Но молодые люди все постарели и мало осталось цвета в этой сцене… они выталкивают на солнце, слепящий свет застал их жмурящимися в ухмылках, яркий тут, как в утреннюю смену на заводе Сименс с кентаврами в схватке высоко на стене, часы без цифр, поскрипывание велосипедов, ведёрки с обедами, сумки с обедами и опущенные лица натруженных, послушных долгу потоков мужчин и женщин к тёмным входам… это напоминает Дагерротип заснятый в раннем Ракетен-Штадте забытым фотографом в 1856: тот снимок, что, фактически, убил его—он умер неделю спустя от отравления ртутью, надышавшись парами нагретого металла в своей студии… ну у него была привычка к парам ртути в умеренных дозах, он чувствовал это идёт как-то на пользу его мозгам, что и могло стать основанием для фотографий подобных «Der Raketen-Stadt»: она представляет, с высоты топографически невозможной в Германии, церемониальный Город, в четырёхкратной симметрии, как и ожидалось, сверхъестественная чёткость всех линий и оттенков архитектурных и людских, построенный в мандальной форме как деревня Иреро, над головой великолепнейшее небо, мрамор доведённый до буйства белой лавины и свечения… похоже строительство или разрушение, проводится в различных частях Города, потому что ничто не остаётся одинаковым, мы можем различить капельки пота на тёмных шеях рабочих проталкивающихся вниз в погреба с асфальтовой отмосткой… мешок цемента лопнул и его отдельные крупицы зависли на свету… Город будет постоянно меняться, новые отпечатки шин в пыли, новые обёртки сигарет в мусоре… инженерные изменения в Ракете создают новые пути обеспечения, новые распорядки жизни, отражающиеся в густоте дорожного движения рассматриваемого с этой необычайной высоты—и впрямь существуют таблицы Функций, что увязывают такие Градо-перемены с Ракето-модификациями: не более чем производные, вообще-то, от приёмов, с помощью которых Констанс Бабингтон-Смит и её коллега Р.А.Ф. Медменхэм раскрыли Ракету по развед-аэроснимкам 1943-го над Пенемюнде.

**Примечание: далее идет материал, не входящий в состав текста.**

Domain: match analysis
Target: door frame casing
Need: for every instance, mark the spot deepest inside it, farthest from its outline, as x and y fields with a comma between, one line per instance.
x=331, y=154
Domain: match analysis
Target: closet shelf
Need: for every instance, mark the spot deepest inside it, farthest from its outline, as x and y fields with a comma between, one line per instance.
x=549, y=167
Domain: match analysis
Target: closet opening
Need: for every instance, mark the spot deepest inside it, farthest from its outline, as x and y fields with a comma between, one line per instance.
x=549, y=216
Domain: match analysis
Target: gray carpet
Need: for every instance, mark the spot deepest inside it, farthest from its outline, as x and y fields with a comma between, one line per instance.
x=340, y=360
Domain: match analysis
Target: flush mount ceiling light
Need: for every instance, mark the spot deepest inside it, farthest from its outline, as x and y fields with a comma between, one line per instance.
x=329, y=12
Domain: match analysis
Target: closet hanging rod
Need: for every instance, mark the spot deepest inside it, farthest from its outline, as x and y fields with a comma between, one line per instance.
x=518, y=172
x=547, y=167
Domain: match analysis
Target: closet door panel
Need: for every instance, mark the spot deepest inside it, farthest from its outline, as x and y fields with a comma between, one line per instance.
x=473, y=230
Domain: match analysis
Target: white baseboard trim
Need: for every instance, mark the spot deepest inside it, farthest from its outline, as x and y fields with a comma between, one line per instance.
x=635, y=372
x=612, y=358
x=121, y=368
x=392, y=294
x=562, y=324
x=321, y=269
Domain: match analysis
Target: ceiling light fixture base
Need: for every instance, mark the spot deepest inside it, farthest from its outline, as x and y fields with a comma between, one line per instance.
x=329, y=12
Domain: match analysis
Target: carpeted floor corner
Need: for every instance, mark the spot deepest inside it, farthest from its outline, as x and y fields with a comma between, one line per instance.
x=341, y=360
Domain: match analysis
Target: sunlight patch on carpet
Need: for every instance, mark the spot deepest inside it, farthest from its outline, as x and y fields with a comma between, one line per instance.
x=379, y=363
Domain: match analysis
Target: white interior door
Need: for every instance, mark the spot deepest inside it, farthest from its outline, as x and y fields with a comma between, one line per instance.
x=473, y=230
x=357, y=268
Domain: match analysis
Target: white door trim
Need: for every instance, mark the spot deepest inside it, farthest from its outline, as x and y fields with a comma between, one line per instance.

Но вспомни, любили ли вы это. Если да, то как вы это любили. И насколько—ведь вы привыкли спрашивать «насколько», привыкли измерять, сравнивать замеры, вставлять их в формулы для определения сколько больше, сколько чего, сколько когда… а здесь, в вашем общем движении к морю, чувствуй сколько влезет ту тёмную двусмысленную любовь, которая ещё и стыд, бравада, инженерская геополитика—«сферы влияния» сведённые к торусам радиуса действия Ракеты, что параболичны в сечении…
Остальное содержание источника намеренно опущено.